Carpi Estella

Estella Carpi (PhD) is a social anthropologist primarily concerned with the way in which societies respond to conflict-induced displacement and humanitarian assistance provision in the Arab Levant and Turkey. Her work also revolves around welfare, identity politics in crisis-stricken settings, and analytical approaches to sport and play activities in NGO programming.

Estella is presently a Research Associate in the Migration Research Unit (Department of Geography) at University College London, where she works on Southern-led responses to displacement from Syria in Lebanon, Turkey, and Jordan. In 2016, she was awarded the "Mobility, Displacement, and Forced Migration in the Middle East" research grant from the Centre for International and Regional Studies (Georgetown University-Qatar), to undertake a study on the border politics of livelihoods in southern Turkey and northern Lebanon.

Estella has lectured extensively in Arabic and Islamic Studies (Università degli Studi di Milano and the University of New South Wales), in the Sociology of Human Rights, Social Protest, and Social Inequality (University of Sydney), and in Humanitarian Studies (University of Turin, Lebanese University in Beirut and Istanbul 29 Mayis Üniversitesi).

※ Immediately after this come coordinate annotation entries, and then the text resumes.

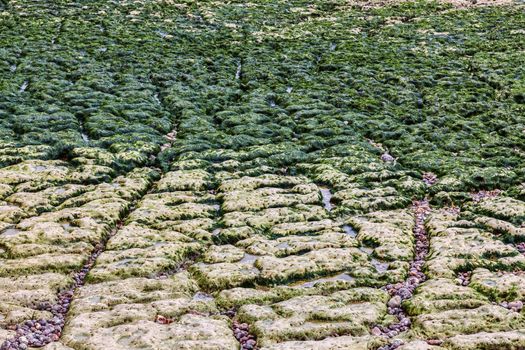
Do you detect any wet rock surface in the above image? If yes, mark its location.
[0,0,525,350]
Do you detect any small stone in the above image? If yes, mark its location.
[372,327,381,337]
[387,295,401,308]
[508,300,523,311]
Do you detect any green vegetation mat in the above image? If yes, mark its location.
[0,0,525,350]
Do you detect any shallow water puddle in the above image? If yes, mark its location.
[115,259,135,266]
[239,253,258,264]
[277,242,290,249]
[19,80,29,92]
[0,228,21,237]
[235,62,242,80]
[359,247,374,255]
[299,273,355,288]
[320,188,333,211]
[343,225,357,238]
[370,259,390,272]
[153,94,161,105]
[193,292,213,301]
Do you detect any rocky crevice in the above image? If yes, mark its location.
[372,199,431,350]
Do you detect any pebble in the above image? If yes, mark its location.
[387,295,401,308]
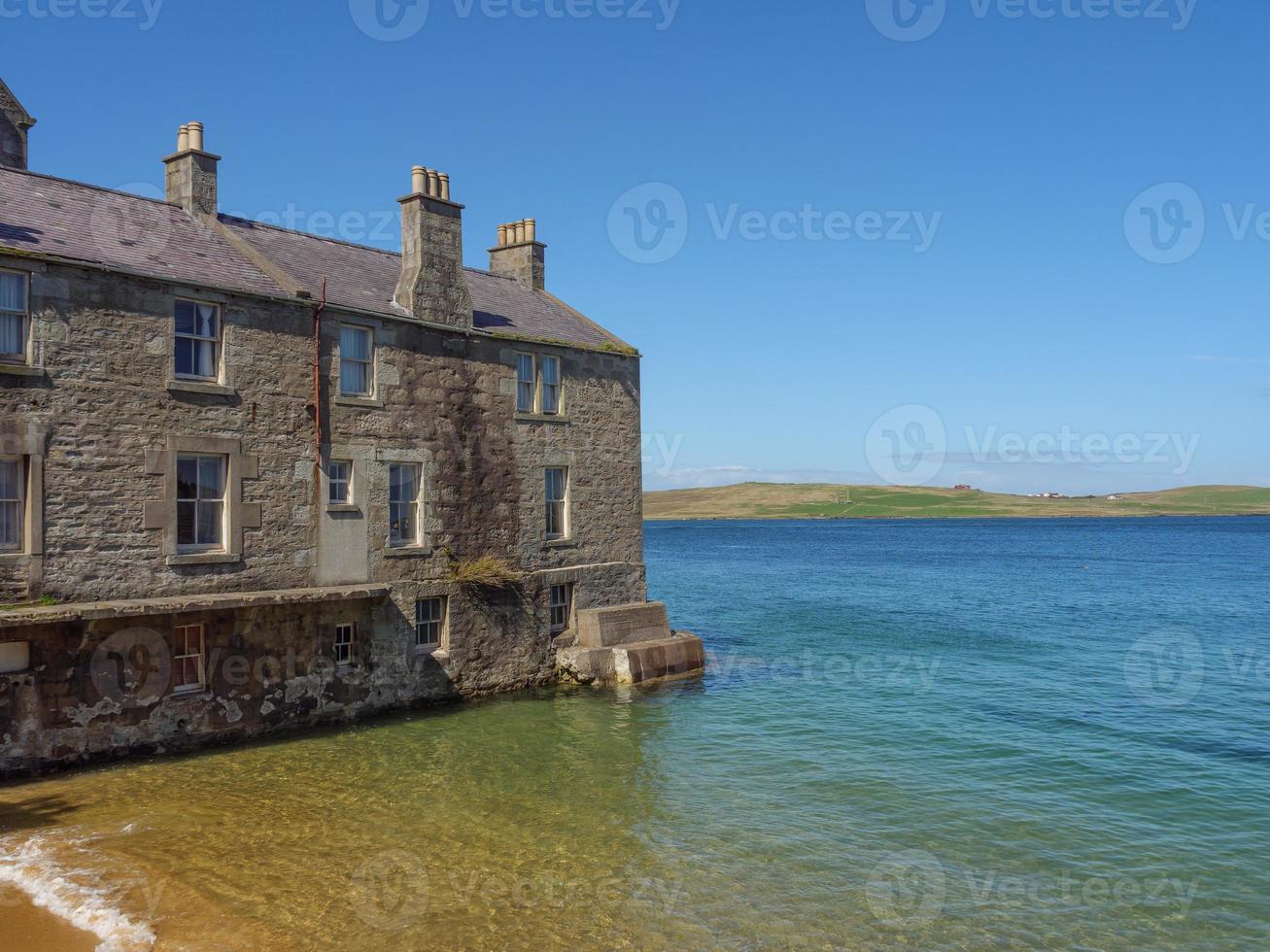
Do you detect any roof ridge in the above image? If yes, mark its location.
[0,166,185,212]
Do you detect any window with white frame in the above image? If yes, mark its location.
[177,456,228,552]
[0,272,30,363]
[414,597,446,649]
[551,585,572,634]
[174,301,221,381]
[389,463,421,546]
[546,467,569,539]
[339,323,375,396]
[171,625,207,691]
[335,624,357,663]
[542,357,560,417]
[516,355,538,414]
[326,459,353,505]
[0,456,26,552]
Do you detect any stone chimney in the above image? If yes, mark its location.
[162,121,221,219]
[0,80,36,171]
[489,219,547,290]
[396,165,472,328]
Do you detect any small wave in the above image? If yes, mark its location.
[0,836,154,952]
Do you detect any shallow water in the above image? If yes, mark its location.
[0,518,1270,948]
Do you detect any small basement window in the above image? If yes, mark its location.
[0,641,30,674]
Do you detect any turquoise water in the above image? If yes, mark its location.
[0,518,1270,949]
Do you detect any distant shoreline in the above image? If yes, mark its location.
[644,483,1270,522]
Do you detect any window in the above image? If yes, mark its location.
[551,585,572,634]
[414,597,446,649]
[389,463,419,546]
[177,301,221,380]
[171,625,207,691]
[547,469,569,539]
[335,625,357,663]
[0,272,29,363]
[516,355,537,414]
[0,457,26,552]
[542,357,560,417]
[326,459,353,505]
[339,323,375,396]
[177,456,227,552]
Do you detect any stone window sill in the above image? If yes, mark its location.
[0,361,45,377]
[168,552,243,566]
[335,396,384,410]
[384,546,431,559]
[516,410,570,423]
[168,380,237,396]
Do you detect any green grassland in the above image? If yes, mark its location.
[644,483,1270,519]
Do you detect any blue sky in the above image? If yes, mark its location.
[0,0,1270,493]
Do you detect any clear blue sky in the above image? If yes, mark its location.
[0,0,1270,493]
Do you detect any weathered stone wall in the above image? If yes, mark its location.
[0,255,645,770]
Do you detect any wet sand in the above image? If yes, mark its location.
[0,886,96,952]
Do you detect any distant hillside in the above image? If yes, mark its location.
[644,483,1270,519]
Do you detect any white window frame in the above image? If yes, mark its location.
[538,355,564,417]
[0,269,30,364]
[542,466,571,542]
[171,625,207,695]
[414,595,450,651]
[389,463,423,548]
[339,323,375,400]
[547,583,572,634]
[516,351,538,414]
[331,622,357,667]
[171,297,224,384]
[326,459,353,505]
[0,456,29,555]
[175,453,230,554]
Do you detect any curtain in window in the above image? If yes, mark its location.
[339,327,371,393]
[542,357,560,414]
[516,355,533,414]
[0,459,21,548]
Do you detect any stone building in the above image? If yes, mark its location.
[0,83,698,774]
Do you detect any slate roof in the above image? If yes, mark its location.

After studying Arabic in Milan and Damascus (2002-2008), she worked in several academic and research institutions in the Middle Eastern region, such as the New York University of Abu Dhabi (NYUAD) and Trends Research and Advisory (UAE), UN-Habitat Lebanon, the American University of Beirut (AUB), Lebanon Support, UNDP-Egypt (Cairo), and the International Development Research Centre (Cairo).

Contacts

Personal pages https://iris.ucl.ac.uk/iris/browse/profile?upi=ECARP37


Courses

MEPIN

Humanitarian Studies: An interdisciplinary approach
Humanitarian Action in Conflict Processes
This module will illustrate the practical impact of humanitarian assistance provision on the areas and the subjects of intervention, and the way in which aid can provide a deeper understanding of conflict and social responses to conflict.
Neutrality and Impartiality in Conflict Processes
The class will be given a framework to understand the key roles of neutrality and impartiality - the traditional humanitarian principles - in paving the way to peace or fuelling different forms of conflict. The module will also provide the students with examples of identity bias and political marginalisation in humanitarian settings - such as the practices of Faith-Based Organisations, considered ill-placed to guarantee neutrality.
Humanitarianism, development, and security
This module will provide the students with an understanding of forced migrations in relation to the maintenance of political order and security. An explanation of how the humanitarian system is based on a labelling order will be provided with the purpose of clarifying the humanitarianism, development, and security nexus.

 

MIMES

Anthropology of the Middle East
This course, composed of 3 modules, explores the anthropology of Middle Eastern societies. It considers a variety of socio-cultural forms and life experiences in the Middle East and examine debates, approaches, and challenges that anthropologists generally deal with when they study the region. Even though the course does not cover all of the Middle Eastern societies and themes, it provides students with the critical tools to investigate other aspects of life in the Middle East

MAGS

Understanding migration and humanitarian affairs
Students will first familiarise with the migration regimes across different geographic areas and their socio-political implications. They will also become able to analyse migration and crisis-stricken settings and recognise their socio-cultural specificities. They will be provided with the analytical skills to understand the key roles of neutrality and impartiality – the traditional humanitarian principles – in humanitarian programming. They will also know how to identify different cultures of aid provision. The 9-hour course will provide students with substantial theoretical and practical knowledge to work in (non)academic research, aid, migration and welfare settings. The exemplification of theory through two research studies will make them able to identify different forms and environments of assistance, such as urban versus rural, as well as variegated models of service provision cutting across the Global South-Global North binary.